During his brief interlude at the head of the executive power, Ítalo Luder then extended the operation to the whole of the country through decrees 2270, 2271 and 2272 issued on 6 July 1975. The July decrees created a Defense Council headed by the president and including his ministers and the chiefs of the armed forces.[15][16][17] It was given the command of the national and provincial police and correctional facilities and its mission was to "annihilate … subversive elements throughout the country". Military control and the state of emergency was thus generalized to all of the country. The "counter-insurgency" tactics used by the French during the 1957 Battle of Algiers (relinquishing of civilian control to the military, state of emergency, block warden system (quadrillage), etc., was perfectly imitated by the Argentine military.

These "annihilation decrees" are the source of the charges against Isabel Perón which led to her arrest in Madrid more than thirty years later, in January 2007, and subsequent extradition to Argentina. The country was then divided into five military zones through a 28 October 1975 military directive of "Struggle Against Subversion". As had been done during the 1957 Battle of Algiers, each zone was divided in subzones and areas, with its corresponding military responsibles. General Antonio Domingo Bussi replaced in December 1975 Acdel Vidas as responsible of the military operations.

References

  1. ^ Guerrillas and Generals: The Dirty War in Argentina, Paul H. Lewis, page 105, Greenwood Publishing Group, 2002
  2. ^ Terrorism in Context, Martha Crenshaw, p. 230, Penn State Press, 1995
  3. ^ Spanish: el commando general del Ejército procederá a ejecutar todas las operaciones militares que sean necesarias a efectos de neutralizar o aniquilar el accionar de los elementos subversivos que actúan en la provincia de Tucumán
  4. ^ Decree No. 261/75. NuncaMas.org, Decretos de aniquilamiento.
  5. ^ Burzaco, Ricardo: Infierno en el Monte Tucumano.
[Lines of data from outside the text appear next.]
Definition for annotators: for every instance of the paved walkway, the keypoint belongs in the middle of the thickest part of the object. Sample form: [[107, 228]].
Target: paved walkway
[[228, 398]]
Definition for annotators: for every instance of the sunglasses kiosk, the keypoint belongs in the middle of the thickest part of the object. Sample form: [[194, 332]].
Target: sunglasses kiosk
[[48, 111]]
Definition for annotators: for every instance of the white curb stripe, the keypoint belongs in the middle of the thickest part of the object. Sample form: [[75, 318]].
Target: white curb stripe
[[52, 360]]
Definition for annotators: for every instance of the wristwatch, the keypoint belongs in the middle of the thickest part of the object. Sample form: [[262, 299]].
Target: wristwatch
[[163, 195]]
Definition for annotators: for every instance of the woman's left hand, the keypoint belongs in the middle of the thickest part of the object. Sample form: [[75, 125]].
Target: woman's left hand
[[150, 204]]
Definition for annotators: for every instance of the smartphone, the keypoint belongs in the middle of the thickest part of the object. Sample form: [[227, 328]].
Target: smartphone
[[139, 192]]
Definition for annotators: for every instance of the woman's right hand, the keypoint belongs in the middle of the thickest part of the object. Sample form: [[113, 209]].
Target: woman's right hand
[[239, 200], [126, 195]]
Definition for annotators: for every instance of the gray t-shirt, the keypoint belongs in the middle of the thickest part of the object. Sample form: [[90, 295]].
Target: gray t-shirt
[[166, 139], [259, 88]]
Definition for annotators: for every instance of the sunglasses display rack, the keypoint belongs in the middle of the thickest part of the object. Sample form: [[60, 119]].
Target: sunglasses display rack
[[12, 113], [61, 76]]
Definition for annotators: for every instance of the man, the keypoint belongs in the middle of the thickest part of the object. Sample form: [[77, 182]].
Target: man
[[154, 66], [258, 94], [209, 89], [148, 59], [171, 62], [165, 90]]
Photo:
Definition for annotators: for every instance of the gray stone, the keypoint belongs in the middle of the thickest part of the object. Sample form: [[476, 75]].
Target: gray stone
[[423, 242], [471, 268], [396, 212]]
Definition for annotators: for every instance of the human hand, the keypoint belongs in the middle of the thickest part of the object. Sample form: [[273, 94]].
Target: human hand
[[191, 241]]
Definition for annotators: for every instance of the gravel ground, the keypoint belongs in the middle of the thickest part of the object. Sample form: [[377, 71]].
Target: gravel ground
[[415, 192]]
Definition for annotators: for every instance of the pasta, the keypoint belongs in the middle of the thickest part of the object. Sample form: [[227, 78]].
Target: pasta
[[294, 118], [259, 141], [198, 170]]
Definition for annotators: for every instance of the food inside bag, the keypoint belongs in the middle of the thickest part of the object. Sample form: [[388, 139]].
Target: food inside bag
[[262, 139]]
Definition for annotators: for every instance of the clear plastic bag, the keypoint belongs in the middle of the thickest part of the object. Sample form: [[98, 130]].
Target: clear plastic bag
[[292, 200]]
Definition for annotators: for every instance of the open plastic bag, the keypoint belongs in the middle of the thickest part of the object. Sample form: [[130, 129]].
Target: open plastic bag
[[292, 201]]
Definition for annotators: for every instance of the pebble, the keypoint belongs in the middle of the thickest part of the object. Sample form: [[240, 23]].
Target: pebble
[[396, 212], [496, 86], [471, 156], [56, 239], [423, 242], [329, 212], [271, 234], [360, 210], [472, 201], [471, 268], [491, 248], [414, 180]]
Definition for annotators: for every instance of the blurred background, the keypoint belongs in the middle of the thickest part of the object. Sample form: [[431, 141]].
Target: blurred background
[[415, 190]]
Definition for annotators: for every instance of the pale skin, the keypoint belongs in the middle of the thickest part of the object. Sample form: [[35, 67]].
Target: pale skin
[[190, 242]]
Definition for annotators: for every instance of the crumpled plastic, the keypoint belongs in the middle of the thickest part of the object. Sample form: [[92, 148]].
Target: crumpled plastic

Ed. RE editores, 1994. OCLC 31720152. Page 64
  6. ^ Guerrillas and Generals: The Dirty War in Argentina, Paul H. Lewis, page 107, Greenwood Publishing Group, 2002
  7. ^ Adrian J. English , Armed Forces of Latin America: Their Histories, Development, Present Strength, and Military Potential, Janes Information Group, 1984, p. 33.
  8. ^ Operation Condor by John Dinges, from Fathom archive of Columbia University]]
  9. ^ Burzaco, pp. 108-109
  10. ^ Terrorism in Context, Martha Crenshaw, p. 236, Penn State Press, 1995
  11. ^ Review of the River Plate: A weekly journal dealing with commercial financial and economic affairs, 30 December 1975, p. 1021
  12. ^ Guerrillas and Generals: The Dirty War in Argentina, Paul H. Lewis, page 113, Greenwood Publishing Group, 2002
  13. ^ Guerrillas and Generals: The Dirty War in Argentina, Paul H. Lewis, page 126, Greenwood Publishing Group, 2002
  14. ^ State Terrorism in Latin America: Chile, Argentina, and International Human Rights, Thomas C. Wright, p. 102, Rowman & Littlefield, 2007
  15. ^ Decree No. 2770/75. NuncaMas.org, Decretos de aniquilamiento.
  16. ^ Decree No. 2771/75. NuncaMas.org, Decretos de aniquilamiento.
  17. ^ Decree No. 2772/75. NuncaMas.org, Decretos de aniquilamiento.